Salida Hot Springs Pool History
A 1937 Federal Works Progress Administration (WPA) project constructed springs collection boxes, collection lines, a junction box, and a five mile underground hot water transmission line to the Salida Hot Springs Aquatic Center. The pool and building were constructed as part of the same WPA project. During the depths of the Great Depression, some 200 men found work digging the pipeline and constructing the building essentially by hand. It cost $160,000 to install the line and build the concrete pool building. In 1941 the City purchased 145 acres of land at the hot springs source and water rights from J. Carter and A.T. Hartwich for $40,000.
The natural hot springs rise in two groups, called the north and south springs, at an elevation of 7,900 to 8,000 feet. Therefore, delivery of the hot springs water to the pool by gravity is practical.
Although the City owned the facility, it never was a profitable enterprise, so the city entertained offers to buy or lease the property and water rights. In 1958, Marion Chelf and Max L. Sauder attempted to put together an investment group to lease the property and water.
In 1968 Elmo Bevington, an Omaha based beer distributor, attempted to buy the rights and pool property for $100,000. The proposal failed however, when Bill Rush, a prominent Salida Attorney, led a fight against the sale.
In February 1975 a natural gas leak in a pipe joint near what is now the Chamber of Commerce building crept back into the pool building.
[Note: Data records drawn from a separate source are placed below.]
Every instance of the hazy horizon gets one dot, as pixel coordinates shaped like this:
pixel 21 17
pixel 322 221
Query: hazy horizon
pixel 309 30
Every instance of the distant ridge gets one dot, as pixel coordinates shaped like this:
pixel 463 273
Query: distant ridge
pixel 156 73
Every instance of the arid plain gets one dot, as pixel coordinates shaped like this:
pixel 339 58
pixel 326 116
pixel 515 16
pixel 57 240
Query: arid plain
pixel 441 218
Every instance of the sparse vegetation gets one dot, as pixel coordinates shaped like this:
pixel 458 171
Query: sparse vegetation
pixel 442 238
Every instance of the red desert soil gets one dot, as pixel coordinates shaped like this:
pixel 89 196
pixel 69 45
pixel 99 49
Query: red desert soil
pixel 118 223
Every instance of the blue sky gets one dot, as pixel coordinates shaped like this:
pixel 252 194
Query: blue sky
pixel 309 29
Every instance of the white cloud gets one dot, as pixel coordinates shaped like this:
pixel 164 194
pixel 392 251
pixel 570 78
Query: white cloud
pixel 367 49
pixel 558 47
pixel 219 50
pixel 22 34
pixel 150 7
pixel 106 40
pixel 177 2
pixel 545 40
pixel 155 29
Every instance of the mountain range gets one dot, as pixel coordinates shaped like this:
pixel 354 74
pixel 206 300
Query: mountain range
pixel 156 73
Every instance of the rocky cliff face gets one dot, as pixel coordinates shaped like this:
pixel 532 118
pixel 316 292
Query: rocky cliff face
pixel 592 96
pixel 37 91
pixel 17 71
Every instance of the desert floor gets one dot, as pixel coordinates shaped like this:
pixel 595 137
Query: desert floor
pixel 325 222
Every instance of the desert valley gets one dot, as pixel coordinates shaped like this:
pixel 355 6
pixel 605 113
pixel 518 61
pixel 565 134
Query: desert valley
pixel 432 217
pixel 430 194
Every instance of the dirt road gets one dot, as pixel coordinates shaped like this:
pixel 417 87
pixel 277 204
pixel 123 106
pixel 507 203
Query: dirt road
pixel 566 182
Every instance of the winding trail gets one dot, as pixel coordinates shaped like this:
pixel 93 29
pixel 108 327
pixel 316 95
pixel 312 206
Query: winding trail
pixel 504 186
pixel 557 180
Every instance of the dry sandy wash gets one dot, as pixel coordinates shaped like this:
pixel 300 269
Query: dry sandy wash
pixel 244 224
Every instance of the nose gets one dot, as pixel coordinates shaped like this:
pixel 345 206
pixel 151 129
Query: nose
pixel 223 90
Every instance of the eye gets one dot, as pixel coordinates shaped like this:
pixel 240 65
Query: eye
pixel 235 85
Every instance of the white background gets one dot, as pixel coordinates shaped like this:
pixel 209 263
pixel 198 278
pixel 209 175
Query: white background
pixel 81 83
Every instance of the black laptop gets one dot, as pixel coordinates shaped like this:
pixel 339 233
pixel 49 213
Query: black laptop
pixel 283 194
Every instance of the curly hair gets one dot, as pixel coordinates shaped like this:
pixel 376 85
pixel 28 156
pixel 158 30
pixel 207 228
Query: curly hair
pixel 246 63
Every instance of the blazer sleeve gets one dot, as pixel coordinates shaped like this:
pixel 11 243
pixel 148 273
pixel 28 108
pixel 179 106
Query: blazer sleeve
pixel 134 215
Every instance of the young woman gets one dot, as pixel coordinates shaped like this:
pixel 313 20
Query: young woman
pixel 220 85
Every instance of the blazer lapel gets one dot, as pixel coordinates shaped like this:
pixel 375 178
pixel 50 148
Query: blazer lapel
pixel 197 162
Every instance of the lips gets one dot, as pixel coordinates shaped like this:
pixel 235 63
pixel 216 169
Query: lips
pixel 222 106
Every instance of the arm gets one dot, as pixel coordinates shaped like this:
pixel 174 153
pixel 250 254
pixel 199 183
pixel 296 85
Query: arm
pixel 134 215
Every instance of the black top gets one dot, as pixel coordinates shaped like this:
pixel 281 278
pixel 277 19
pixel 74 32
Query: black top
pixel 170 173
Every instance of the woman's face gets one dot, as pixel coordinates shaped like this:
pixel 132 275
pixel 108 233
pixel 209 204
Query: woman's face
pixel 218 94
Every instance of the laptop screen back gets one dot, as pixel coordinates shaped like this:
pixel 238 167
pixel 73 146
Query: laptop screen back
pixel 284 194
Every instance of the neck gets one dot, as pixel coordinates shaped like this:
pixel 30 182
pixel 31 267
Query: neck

An electric pump led to an explosion in the building, closed at that time of night, destroying newly refurbished decking and pool walls. In November 1975, city voters defeated a $450,000 bond the rebuild the pool.
In April 1976, using about $100,000 in insurance money, the city council approved $153,000 to rebuild the facility and in the process removed the damaged roof. The pool reopened that summer, but had to close during cold weather as the hot water caused too much steam around the pool limiting visibility.
In November 1979 city voters approved by a 2 to 1 margin a $280,000 bond issue to replace the roof, revamp the hot baths, rebuild the entryway and dressing room access, and add a new wading pool and whirlpool. The whirlpool was cut when funds ran out on the project.
In 1993 Salida citizens passed a bond issue directing the City of Salida to help finance replacing the collection system and improvements to pool plumbing.
In 2000, the original 5 mile hot water transmission line was to be replaced because of constrictions, leaks, and breaks in the 62 year old line.
From 1996-2003 a new line, in a new location, was constructed. This multi-phased project cost 2 million dollars. The new line began operation in August of 2002. The water temperature never reached the previous level due to the effect of high ground water and a river crossing in the path of the new line resulting in a significant loss of heat in the new line.
In 2003 The City of Salida sued the engineering firm that had done the design and construction oversight for the new line. In December 2006 a $325,000 settlement was reached with the firm, McLaughlin Engineering.
In May of 2001 a large snowstorm dumped 5 feet of snow causing the roof of the pool building to collapse. The city recovered one million in insurance funds and spent another million updating the deck and gutter, replacing plumbing, adding an HVAC system, and play pool.
In 2009 the changing rooms were repaired and updated, while a Department of Local Affairs (DOLA) grant was secured to do water line remediation. This grant supplied $448,000 while insurance money and city funds from the occupational tax made up the remainder of the $880,000 project. The water line remediation project was completed in May of 2010, and hot water began to flow into the pool 7 to 15 degrees warmer topping out at 115°! Cool water is now introduced to keep the water at safe and enjoyable levels.